Elections simply determine the passing of the baton, who will expel the most hot air for the next little while, and how our political pablum will be wrapped anew before serving.

Liberal Hypocrisy
Comment by Paul Johnston on 5th September 2012
I see the Libs are becoming increasingly desparate. In 2001, they completely tipped the balance in labour relations in favour of employers. What had been a very carefully balanced system shifted badly to one side. The old balance needs to be restored. The idea of "secret ballots" has only one purpose, to secure a delay so that employers can campaign against collective rights. BTW, do your readers know that in that campaigning there are no limits; untruths are A-OK and the only restriction is "deliberate lies". Ever try to prove a lie is deliberate ??
Isn't it a bit strange?
Comment by barryeng on 5th September 2012
The NDP haven't even been elected yet, and already the liberals are complaining about policy that the NDP might create. As far as I know, Dix hasn't said that he will fix bad labour laws but the complaining has started. Isn't this putting the cart before the horse . . .or is it just a sign of things to come?
Both the NDP and Liberals have a double standard on secrecy
Comment by Merv Ritchie on 4th September 2012
Until the elected representatives of every constituency (MLA's Members of the Legislative Assembly) each are allowed to vote in secret on every piece of legislation presented by the government or the opposition, British Columbians will continue to have a non-representative democratic system.
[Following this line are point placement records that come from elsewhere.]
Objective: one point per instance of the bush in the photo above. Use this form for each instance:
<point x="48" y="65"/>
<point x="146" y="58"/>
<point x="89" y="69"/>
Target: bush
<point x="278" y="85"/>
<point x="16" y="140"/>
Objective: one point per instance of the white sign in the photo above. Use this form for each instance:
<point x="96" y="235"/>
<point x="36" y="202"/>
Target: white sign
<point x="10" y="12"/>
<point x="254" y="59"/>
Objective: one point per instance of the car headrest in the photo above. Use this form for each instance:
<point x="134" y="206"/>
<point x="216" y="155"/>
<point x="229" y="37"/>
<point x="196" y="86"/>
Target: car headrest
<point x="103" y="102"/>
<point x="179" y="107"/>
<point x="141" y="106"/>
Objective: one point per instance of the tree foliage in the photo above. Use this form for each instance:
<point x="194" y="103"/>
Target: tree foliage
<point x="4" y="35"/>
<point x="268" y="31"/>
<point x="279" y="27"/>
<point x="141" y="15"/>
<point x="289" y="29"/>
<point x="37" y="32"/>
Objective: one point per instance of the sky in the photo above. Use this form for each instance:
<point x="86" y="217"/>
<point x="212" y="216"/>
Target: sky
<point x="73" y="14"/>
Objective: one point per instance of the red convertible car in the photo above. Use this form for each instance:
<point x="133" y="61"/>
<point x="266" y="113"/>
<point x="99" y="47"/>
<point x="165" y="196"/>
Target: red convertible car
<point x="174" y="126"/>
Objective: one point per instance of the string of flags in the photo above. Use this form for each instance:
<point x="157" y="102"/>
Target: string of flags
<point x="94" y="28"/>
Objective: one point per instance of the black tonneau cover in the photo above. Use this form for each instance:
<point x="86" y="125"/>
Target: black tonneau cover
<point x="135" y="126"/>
Every MLA now is nothing but a franchise operator. Each represent their party to the people and vote as they are directed by that party.

Their is nothing democratic about it.

Until the Liberals and the NDP demand a secret ballot for each of their members at every vote, they are playing a double standard on everyone.

It is a bit rich for the Liberals to demand a secret ballot for the Unions when they demand an open, public ballot for their MLA's.

Just like they claim with Unions, they punish their members for not voting as they are told.